Writing API queries

library(tidyverse)
library(stringr)
library(jsonlite)
library(httr)

theme_set(theme_minimal())

What happens if someone has not already written a package for the API from which we want to obtain data? We have to write our own function!

First we’re going to examine the structure of API requests via the Open Movie Database. OMDb is very similar to IMDB, except it has a nice, simple API. We can go to the website, input some search parameters, and obtain both the JSON query and the response from it.

Constructing the API GET Request

Likely the most challenging part of using web APIs is learning how to format your GET request URLs. While there are common architectures for such URLs, each API has its own unique quirks. For this reason, carefully reviewing the API documentation is critical.
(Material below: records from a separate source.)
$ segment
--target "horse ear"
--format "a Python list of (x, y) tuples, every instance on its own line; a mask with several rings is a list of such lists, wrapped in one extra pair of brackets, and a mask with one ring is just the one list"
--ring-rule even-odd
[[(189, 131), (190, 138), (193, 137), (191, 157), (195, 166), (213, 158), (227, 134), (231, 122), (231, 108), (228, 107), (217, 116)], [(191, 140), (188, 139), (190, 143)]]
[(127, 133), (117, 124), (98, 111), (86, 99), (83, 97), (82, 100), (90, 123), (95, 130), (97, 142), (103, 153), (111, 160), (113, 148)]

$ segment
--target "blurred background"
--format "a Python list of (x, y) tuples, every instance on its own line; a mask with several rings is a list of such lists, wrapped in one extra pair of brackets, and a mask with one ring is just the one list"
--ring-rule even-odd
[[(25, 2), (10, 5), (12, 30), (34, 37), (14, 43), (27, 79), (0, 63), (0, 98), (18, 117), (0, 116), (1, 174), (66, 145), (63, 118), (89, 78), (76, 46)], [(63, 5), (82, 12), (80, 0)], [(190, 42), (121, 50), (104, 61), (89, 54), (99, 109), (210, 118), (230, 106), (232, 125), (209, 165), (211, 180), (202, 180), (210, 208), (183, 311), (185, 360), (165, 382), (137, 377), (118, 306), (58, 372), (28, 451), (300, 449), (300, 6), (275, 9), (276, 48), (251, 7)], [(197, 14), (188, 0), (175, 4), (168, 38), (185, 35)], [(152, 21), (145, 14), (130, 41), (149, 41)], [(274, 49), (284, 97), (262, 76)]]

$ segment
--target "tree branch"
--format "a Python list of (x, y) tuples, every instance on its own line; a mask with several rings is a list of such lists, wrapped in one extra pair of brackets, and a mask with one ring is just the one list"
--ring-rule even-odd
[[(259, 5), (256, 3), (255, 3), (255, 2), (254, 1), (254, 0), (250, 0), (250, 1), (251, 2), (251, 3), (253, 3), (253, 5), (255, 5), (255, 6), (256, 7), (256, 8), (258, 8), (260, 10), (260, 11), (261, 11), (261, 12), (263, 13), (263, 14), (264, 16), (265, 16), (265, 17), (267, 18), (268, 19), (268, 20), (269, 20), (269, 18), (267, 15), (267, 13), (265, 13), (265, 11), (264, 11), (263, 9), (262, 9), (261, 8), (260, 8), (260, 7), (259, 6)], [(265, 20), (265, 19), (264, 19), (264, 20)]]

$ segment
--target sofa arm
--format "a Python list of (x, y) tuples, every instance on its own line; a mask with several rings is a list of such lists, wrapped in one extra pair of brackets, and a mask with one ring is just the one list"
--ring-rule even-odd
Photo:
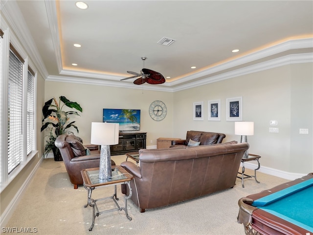
[(134, 163), (131, 162), (123, 162), (121, 163), (121, 165), (133, 175), (139, 179), (141, 179), (142, 176), (140, 168), (137, 166)]
[(185, 144), (186, 140), (174, 140), (172, 141), (172, 145), (183, 145)]

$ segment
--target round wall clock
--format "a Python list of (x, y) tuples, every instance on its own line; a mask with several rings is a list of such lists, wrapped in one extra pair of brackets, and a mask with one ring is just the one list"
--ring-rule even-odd
[(165, 104), (160, 100), (153, 101), (149, 108), (150, 117), (156, 121), (160, 121), (164, 119), (167, 112)]

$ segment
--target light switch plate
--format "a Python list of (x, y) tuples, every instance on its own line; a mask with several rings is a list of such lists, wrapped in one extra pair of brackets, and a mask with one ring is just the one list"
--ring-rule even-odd
[(276, 120), (271, 120), (269, 121), (269, 125), (271, 126), (277, 126), (277, 121)]

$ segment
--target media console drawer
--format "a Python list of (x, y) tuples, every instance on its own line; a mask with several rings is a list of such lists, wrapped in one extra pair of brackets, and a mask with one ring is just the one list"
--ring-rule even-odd
[(180, 140), (179, 138), (158, 138), (156, 139), (156, 148), (167, 148), (172, 145), (172, 141)]
[(120, 132), (118, 143), (110, 146), (111, 155), (125, 154), (146, 148), (146, 132)]

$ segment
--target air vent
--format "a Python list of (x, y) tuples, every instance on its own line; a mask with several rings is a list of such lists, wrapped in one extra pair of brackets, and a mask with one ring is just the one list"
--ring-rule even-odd
[(176, 40), (175, 39), (172, 39), (170, 38), (163, 37), (161, 39), (160, 41), (157, 42), (157, 43), (163, 46), (170, 46), (176, 41)]

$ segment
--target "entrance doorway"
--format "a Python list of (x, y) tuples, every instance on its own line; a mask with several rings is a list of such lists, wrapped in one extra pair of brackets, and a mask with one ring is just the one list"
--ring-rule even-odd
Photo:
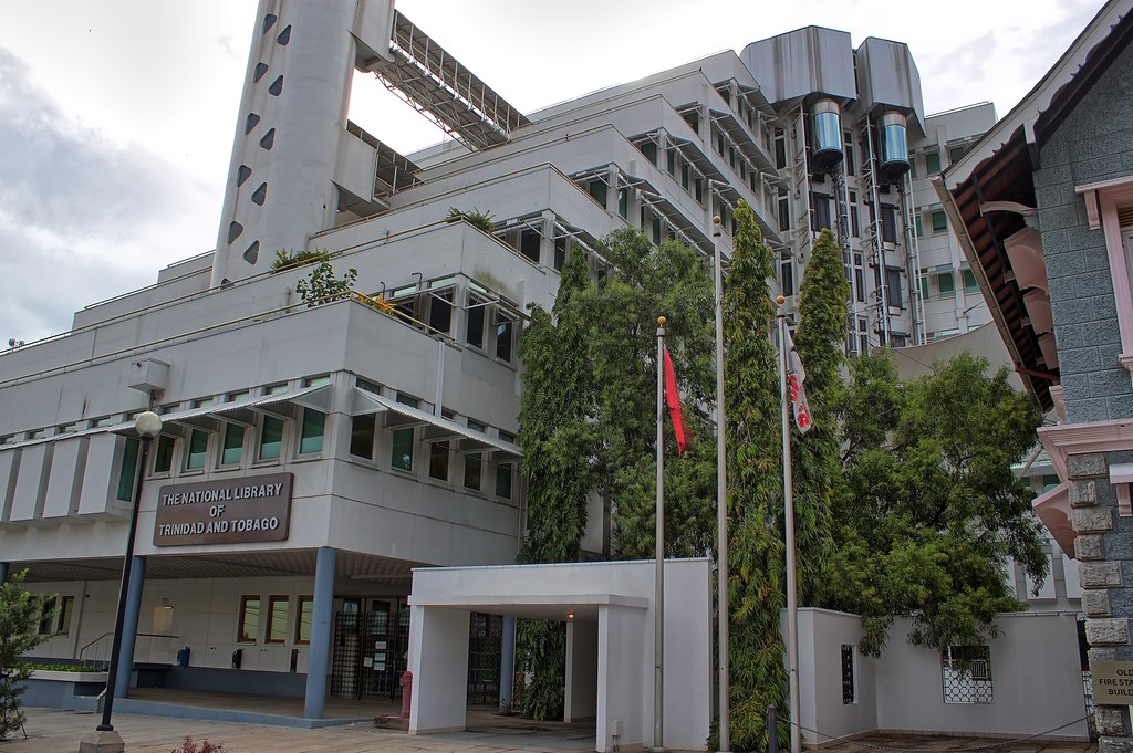
[(409, 649), (409, 608), (398, 600), (347, 599), (334, 616), (331, 696), (395, 701)]

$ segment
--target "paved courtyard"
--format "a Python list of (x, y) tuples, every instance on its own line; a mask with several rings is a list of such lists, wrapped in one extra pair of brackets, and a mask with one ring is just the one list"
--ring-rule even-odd
[[(91, 712), (27, 709), (27, 739), (19, 733), (0, 742), (0, 753), (76, 753), (79, 741), (99, 724)], [(129, 753), (169, 753), (185, 737), (223, 743), (228, 753), (578, 753), (594, 750), (593, 725), (535, 725), (500, 717), (469, 718), (463, 733), (409, 736), (368, 724), (303, 729), (266, 725), (197, 721), (168, 717), (114, 715), (114, 727)], [(1012, 742), (974, 737), (878, 735), (832, 747), (827, 753), (1096, 753), (1092, 743)]]

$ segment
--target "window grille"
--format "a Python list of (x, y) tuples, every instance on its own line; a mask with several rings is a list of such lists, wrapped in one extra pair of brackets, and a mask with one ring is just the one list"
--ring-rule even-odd
[(953, 645), (940, 653), (945, 703), (994, 703), (991, 650)]

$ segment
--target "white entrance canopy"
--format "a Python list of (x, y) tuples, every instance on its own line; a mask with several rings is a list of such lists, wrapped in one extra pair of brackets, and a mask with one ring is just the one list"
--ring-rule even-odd
[[(469, 616), (566, 623), (564, 721), (595, 719), (595, 750), (654, 735), (653, 561), (414, 570), (409, 733), (465, 728)], [(712, 701), (712, 563), (665, 562), (664, 743), (704, 750)], [(615, 747), (617, 746), (617, 747)]]

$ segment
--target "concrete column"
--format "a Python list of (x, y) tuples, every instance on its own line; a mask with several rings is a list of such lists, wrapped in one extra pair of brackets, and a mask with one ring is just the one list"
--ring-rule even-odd
[(338, 551), (318, 549), (315, 564), (315, 604), (310, 618), (310, 651), (307, 662), (307, 692), (303, 716), (322, 719), (326, 700), (326, 674), (331, 666), (331, 638), (334, 621), (334, 566)]
[(145, 585), (145, 557), (134, 557), (130, 582), (126, 589), (126, 611), (122, 615), (122, 648), (114, 673), (114, 698), (129, 698), (130, 674), (134, 670), (134, 644), (138, 640), (138, 614), (142, 611), (142, 588)]
[(462, 609), (414, 606), (409, 613), (414, 691), (409, 734), (457, 731), (468, 713), (468, 625)]
[[(1128, 546), (1133, 523), (1131, 519), (1117, 514), (1117, 490), (1109, 482), (1108, 474), (1109, 462), (1104, 453), (1070, 455), (1066, 459), (1091, 668), (1096, 661), (1133, 660), (1130, 614), (1122, 608), (1133, 591), (1124, 574), (1124, 564), (1133, 559)], [(1130, 751), (1130, 707), (1099, 703), (1096, 720), (1099, 751)]]
[(500, 645), (500, 710), (512, 708), (516, 682), (516, 618), (504, 615)]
Most GET request URLs for API querying have three or four components:

Authentication Key/Token: A user-specific character string appended to a base URL telling the server who is making the query; allows servers to efficiently manage database access.
Base URL: A link stub that will be at the beginning of all calls to a given API; points the server to the location of an entire database.
Search Parameters: A character string appended to a base URL that tells the server what to extract from the database; basically a series of filters used to point to specific parts of a database.
Response Format: A character string indicating how the response should be formatted; usually one of .csv, .json, or .xml.
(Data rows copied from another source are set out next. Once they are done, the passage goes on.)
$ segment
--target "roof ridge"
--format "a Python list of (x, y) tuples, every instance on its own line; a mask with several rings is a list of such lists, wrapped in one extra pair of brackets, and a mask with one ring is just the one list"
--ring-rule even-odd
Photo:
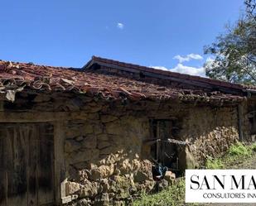
[(95, 56), (95, 55), (92, 56), (91, 60), (89, 61), (88, 64), (86, 64), (85, 67), (88, 66), (89, 65), (89, 62), (91, 61), (100, 61), (100, 62), (104, 62), (107, 64), (113, 64), (113, 65), (118, 65), (123, 66), (123, 67), (128, 67), (128, 68), (132, 68), (132, 69), (138, 69), (142, 71), (147, 71), (147, 72), (156, 73), (158, 74), (173, 76), (173, 77), (177, 77), (177, 78), (201, 81), (204, 83), (219, 84), (221, 86), (232, 87), (235, 89), (256, 89), (256, 86), (254, 85), (245, 85), (245, 84), (238, 84), (238, 83), (231, 83), (231, 82), (228, 82), (225, 80), (213, 79), (210, 79), (206, 77), (181, 74), (181, 73), (173, 72), (170, 70), (167, 71), (167, 70), (162, 70), (162, 69), (156, 69), (152, 67), (147, 67), (147, 66), (143, 66), (143, 65), (136, 65), (136, 64), (122, 62), (122, 61), (102, 58), (102, 57)]

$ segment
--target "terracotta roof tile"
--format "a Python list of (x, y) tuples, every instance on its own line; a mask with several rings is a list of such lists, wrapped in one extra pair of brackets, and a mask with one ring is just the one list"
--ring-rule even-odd
[[(96, 57), (94, 58), (95, 59)], [(100, 60), (103, 60), (103, 59), (100, 59)], [(105, 62), (111, 61), (111, 64), (122, 65), (122, 63), (117, 63), (117, 61), (114, 60), (104, 60)], [(134, 65), (131, 64), (125, 64), (125, 65), (170, 74), (164, 71), (156, 71), (153, 69), (140, 67), (138, 65), (134, 66)], [(171, 74), (182, 76), (183, 78), (191, 78), (190, 75), (177, 73), (171, 73)], [(193, 77), (193, 79), (198, 79), (198, 78)], [(210, 79), (207, 79), (207, 80), (209, 81)], [(171, 86), (163, 87), (162, 85), (145, 83), (125, 77), (98, 74), (74, 68), (0, 61), (0, 93), (7, 93), (10, 90), (22, 91), (23, 88), (40, 91), (69, 91), (79, 93), (93, 93), (94, 95), (101, 95), (106, 99), (123, 98), (128, 98), (133, 100), (139, 100), (141, 98), (179, 98), (184, 101), (197, 99), (205, 102), (233, 102), (244, 99), (244, 97), (238, 95), (224, 94), (220, 92), (187, 91)]]

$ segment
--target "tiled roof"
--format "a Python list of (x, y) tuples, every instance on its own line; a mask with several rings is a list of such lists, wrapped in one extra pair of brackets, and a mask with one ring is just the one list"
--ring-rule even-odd
[[(116, 63), (116, 61), (111, 63)], [(134, 67), (134, 65), (128, 65)], [(137, 66), (137, 69), (151, 69), (152, 72), (161, 72), (165, 74), (175, 74), (182, 78), (192, 78), (186, 74), (164, 72), (142, 66)], [(193, 78), (210, 81), (209, 79)], [(231, 84), (229, 84), (229, 85)], [(242, 88), (239, 84), (234, 85), (234, 87)], [(14, 101), (13, 94), (16, 92), (22, 92), (24, 89), (48, 92), (68, 91), (90, 93), (100, 95), (105, 99), (178, 98), (184, 101), (204, 102), (234, 102), (244, 99), (244, 97), (239, 95), (225, 94), (218, 91), (205, 93), (202, 90), (163, 87), (125, 77), (98, 74), (91, 70), (86, 71), (86, 69), (85, 71), (73, 68), (0, 61), (0, 93), (3, 93), (8, 100)]]
[(146, 66), (142, 66), (142, 65), (134, 65), (134, 64), (128, 64), (128, 63), (120, 62), (120, 61), (113, 60), (109, 60), (109, 59), (101, 58), (101, 57), (98, 57), (98, 56), (93, 56), (91, 60), (89, 61), (85, 65), (84, 68), (88, 68), (89, 66), (89, 65), (91, 65), (93, 63), (99, 63), (99, 64), (105, 63), (105, 64), (108, 64), (109, 65), (116, 65), (116, 66), (120, 66), (120, 67), (123, 67), (123, 68), (130, 68), (132, 69), (133, 69), (142, 71), (142, 72), (147, 72), (147, 73), (152, 73), (152, 74), (162, 74), (162, 75), (164, 75), (164, 76), (173, 77), (173, 78), (186, 79), (186, 80), (189, 80), (189, 81), (196, 81), (196, 82), (200, 82), (200, 83), (204, 83), (204, 84), (207, 84), (226, 87), (226, 88), (230, 88), (230, 89), (256, 89), (256, 86), (243, 85), (243, 84), (234, 84), (234, 83), (229, 83), (229, 82), (225, 82), (225, 81), (211, 79), (205, 78), (205, 77), (200, 77), (200, 76), (181, 74), (181, 73), (177, 73), (177, 72), (162, 70), (162, 69), (154, 69), (154, 68), (151, 68), (151, 67), (146, 67)]

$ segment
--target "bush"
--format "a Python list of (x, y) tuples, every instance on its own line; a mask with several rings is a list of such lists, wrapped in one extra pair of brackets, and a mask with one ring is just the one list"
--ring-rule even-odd
[(231, 157), (249, 157), (253, 155), (253, 150), (251, 146), (238, 142), (232, 145), (227, 153)]
[(177, 206), (184, 205), (185, 180), (181, 180), (155, 194), (142, 194), (140, 199), (133, 203), (133, 206)]
[(205, 168), (211, 170), (223, 169), (225, 167), (224, 162), (220, 158), (208, 157), (205, 162)]

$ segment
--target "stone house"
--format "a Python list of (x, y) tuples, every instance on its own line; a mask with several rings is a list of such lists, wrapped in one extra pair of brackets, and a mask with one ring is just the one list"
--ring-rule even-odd
[(157, 164), (181, 175), (254, 141), (255, 93), (95, 56), (0, 61), (0, 206), (123, 205), (154, 189)]

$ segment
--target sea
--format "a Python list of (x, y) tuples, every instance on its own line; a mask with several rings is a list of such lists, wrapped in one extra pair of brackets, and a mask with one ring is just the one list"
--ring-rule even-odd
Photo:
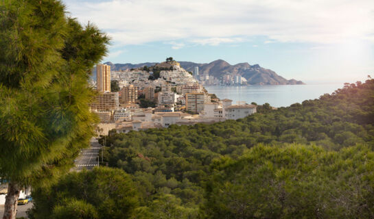
[(343, 83), (269, 85), (242, 86), (204, 86), (210, 94), (215, 94), (220, 99), (233, 100), (233, 104), (268, 103), (271, 106), (287, 107), (305, 100), (318, 99), (324, 94), (331, 94)]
Determining the shape of the API request

You can play around with the parameters on the OMDB website, and look at the resulting API call and the query you get back:

Let’s experiment with different values of the title and year fields. Notice the pattern in the request. For example let’s consider the 2013 television disaster thriller Sharknado:

Given the Title “Sharknado” and the release year “2013”, we get:

http://www.omdbapi.com/?apikey=[apikey]&t=Sharknado&y=2013

The OMDB API used to be free, however in the past year shifted to a private API key due to overwhelming traffic. See in class for a demo API key you can use.

omdb_key <- getOption("omdb_key")

How can we create this request in R?

`httr::GET()`

httr is yet another star in the tidyverse, this one designed to facilitate all things HTTP from within R. This includes the major HTTP verbs, most importantly GET. HTTP is the foundation for APIs; understanding how it works is the key to interacting with all the diverse APIs out there.¹

httr contains one function for every HTTP verb. The functions have the same names as the verbs (e.g. GET(), POST()). They have more informative outputs than simply using curl, and come with some nice convenience functions for working with the output.
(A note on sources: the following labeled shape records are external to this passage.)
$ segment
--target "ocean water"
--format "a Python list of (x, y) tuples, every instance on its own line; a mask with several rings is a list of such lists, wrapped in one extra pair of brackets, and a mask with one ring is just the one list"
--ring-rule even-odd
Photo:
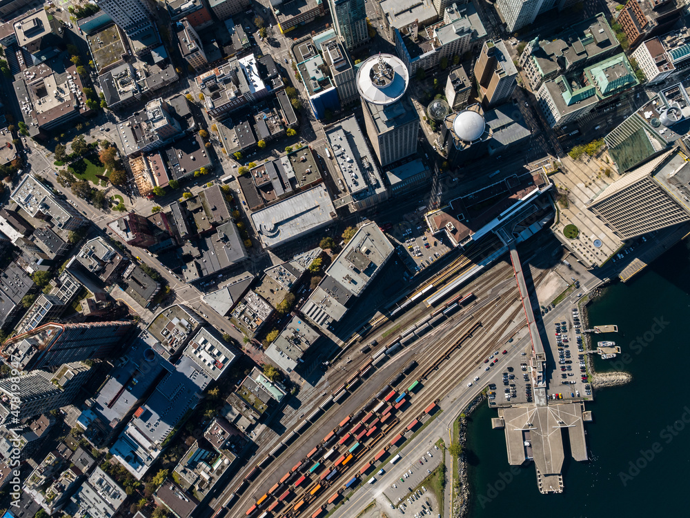
[[(472, 416), (466, 445), (469, 516), (508, 512), (511, 517), (686, 515), (690, 468), (690, 250), (680, 243), (637, 279), (604, 289), (588, 306), (591, 325), (617, 324), (596, 335), (621, 346), (614, 360), (595, 360), (598, 370), (633, 375), (626, 386), (603, 389), (586, 404), (590, 460), (575, 462), (566, 444), (564, 491), (541, 495), (533, 464), (508, 464), (503, 430), (493, 430), (495, 410)], [(613, 363), (615, 362), (615, 363)], [(567, 437), (566, 434), (564, 439)], [(683, 510), (685, 509), (686, 510)]]

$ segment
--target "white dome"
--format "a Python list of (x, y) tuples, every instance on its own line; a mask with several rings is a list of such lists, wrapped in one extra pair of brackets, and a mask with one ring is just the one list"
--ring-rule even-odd
[(466, 142), (479, 139), (484, 134), (486, 126), (484, 117), (469, 110), (458, 113), (453, 121), (453, 131), (458, 139)]

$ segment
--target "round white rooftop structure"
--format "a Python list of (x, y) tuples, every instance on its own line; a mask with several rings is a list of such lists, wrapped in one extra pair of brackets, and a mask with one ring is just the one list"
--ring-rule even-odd
[(460, 112), (453, 121), (453, 131), (460, 140), (471, 142), (477, 140), (486, 127), (486, 123), (477, 112), (465, 110)]
[(391, 104), (407, 90), (410, 74), (402, 60), (392, 54), (378, 54), (366, 59), (357, 71), (357, 89), (365, 101)]

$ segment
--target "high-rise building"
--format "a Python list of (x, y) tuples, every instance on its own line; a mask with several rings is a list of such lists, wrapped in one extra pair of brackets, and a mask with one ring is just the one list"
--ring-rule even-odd
[(132, 322), (50, 323), (8, 340), (0, 356), (27, 372), (71, 361), (108, 357), (118, 350)]
[(474, 74), (477, 93), (485, 107), (501, 104), (510, 98), (518, 84), (518, 69), (502, 40), (484, 42)]
[(96, 3), (128, 36), (136, 36), (152, 27), (147, 0), (97, 0)]
[(364, 61), (357, 72), (366, 133), (382, 167), (417, 151), (420, 119), (406, 98), (407, 67), (391, 54)]
[(335, 32), (346, 48), (358, 47), (368, 40), (364, 0), (328, 0), (328, 3)]
[(90, 375), (90, 367), (76, 362), (54, 374), (34, 370), (0, 380), (0, 420), (9, 416), (14, 423), (70, 404)]
[(690, 221), (690, 164), (678, 148), (616, 180), (587, 208), (624, 239)]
To construct our query, we provide the base URL for the API. This is typically determined by reading the API’s documentation. Additional search parameters are passed as a list object to the query argument. The name of each parameter is defined by the API. Here, we call these arguments t, y, and apikey.

sharknado <- GET(
  url = "http://www.omdbapi.com/?",
  query = list(
    t = "Sharknado",
    y = 2013,
    apikey = omdb_key
  )
)

Parsing the result

We can read the content of the server’s response using the content() function:

content(sharknado, type = "text") %>%
  # print the contents in a clear structure
  prettify()

## No encoding supplied: defaulting to UTF-8.

## {
##     "Title": "Sharknado",
##     "Year": "2013",
##     "Rated": "Not Rated",
##     "Released": "11 Jul 2013",
##     "Runtime": "86 min",
##     "Genre": "Action, Adventure, Comedy",
##     "Director": "Anthony C. Ferrante",
##     "Writer": "Thunder Levin",
##     "Actors": "Ian Ziering, Tara Reid, John Heard",
##     "Plot": "When a freak hurricane swamps Los Angeles, nature's deadliest killer rules sea, land, and air as thousands of sharks terrorize the waterlogged populace.",
##     "Language": "English",
##     "Country": "United States",
##     "Awards": "1 win & 2 nominations",
##     "Poster": "https://m.media-amazon.com/images/M/MV5BODcwZWFiNTEtNDgzMC00ZmE2LWExMzYtNzZhZDgzNDc5NDkyXkEyXkFqcGdeQXVyMTQxNzMzNDI@._V1_SX300.jpg",
##     "Ratings": [
##         {
##             "Source": "Internet Movie Database",
##             "Value": "3.3/10"
##         },
##         {
##             "Source": "Rotten Tomatoes",
##             "Value": "74%"
##         }
##     ],
##     "Metascore": "N/A",
##     "imdbRating": "3.3",
##     "imdbVotes": "49,549",
##     "imdbID": "tt2724064",
##     "Type": "movie",
##     "DVD": "03 Sep 2013",
##     "BoxOffice": "N/A",
##     "Production": "N/A",
##     "Website": "N/A",
##     "Response": "True"
## }
##

What you can see here is JavaScript Object Notation and eXtensible Markup Language (JSON) text encoded as plain text. JSON is a format for storing data like a nested array (list) built on key/value pairs.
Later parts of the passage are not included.